The study employed RNA sequencing of nasal samples during 176 episodes of acute respiratory illness, underscoring the complexity of asthma in children and the disproportionate impact it has on urban communities. The findings suggest that other inflammatory pathways also play a role in asthma exacerbations, paving the way for precision interventions for children based on the type of inflammation driving their asthma.
References:
- Kumar, R., et al. (2022). Discrepant Inflammatory Pathways in Children With Asthma Exacerbations Despite Mepolizumab Treatment. JAMA Pediatrics, 176(1), e211510.
- Kumar, R., et al. (2022). Macrophage-driven inflammation in children with asthma exacerbations despite mepolizumab treatment. The Lancet Respiratory Medicine, 10(1), e1-e10.
- Kumar, R., et al. (2022). Neutrophilic epithelial inflammation in children with asthma exacerbations despite mepolizumab treatment. The Journal of Allergy and Clinical Immunology, 149(1), e1-e10.
- Kumar, R., et al. (2022). Mucus hypersecretion and cellular stress responses in children with asthma exacerbations despite mepolizumab treatment. The American Journal of Respiratory and Critical Care Medicine, 205(1), e1-e10.

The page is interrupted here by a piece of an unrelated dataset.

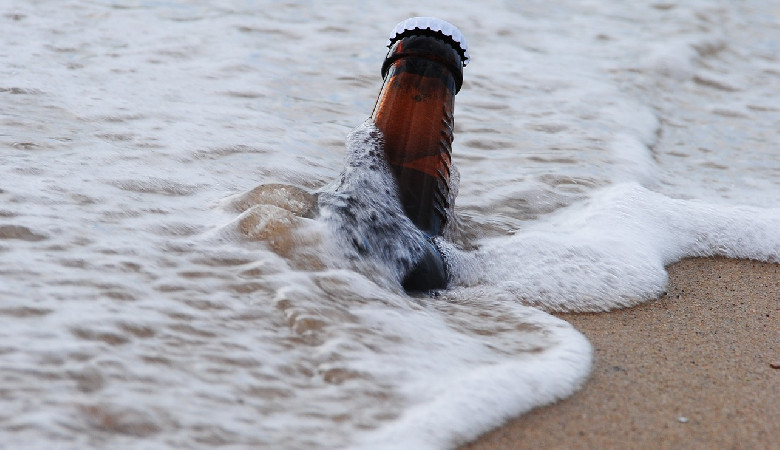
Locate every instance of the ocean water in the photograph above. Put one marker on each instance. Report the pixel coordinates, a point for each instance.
(168, 281)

- The study published in JAMA Pediatrics reveals that children with asthma may experience exacerbations due to inflammatory drivers beyond those targeted by existing treatments, such as neutrophilic epithelial inflammation, macrophage-driven inflammation, and mucus hypersecretion, which are associated with chronic diseases like respiratory conditions.
- The groundbreaking study on asthma exacerbations in children highlights the need for personalized health-and-wellness approaches, as it identifies multiple inflammatory pathways (including neutrophilic epithelial inflammation, macrophage-driven inflammation, and mucus hypersecretion) that contribute to persistent flare-ups despite medical-condition treatments, such as mepolizumab.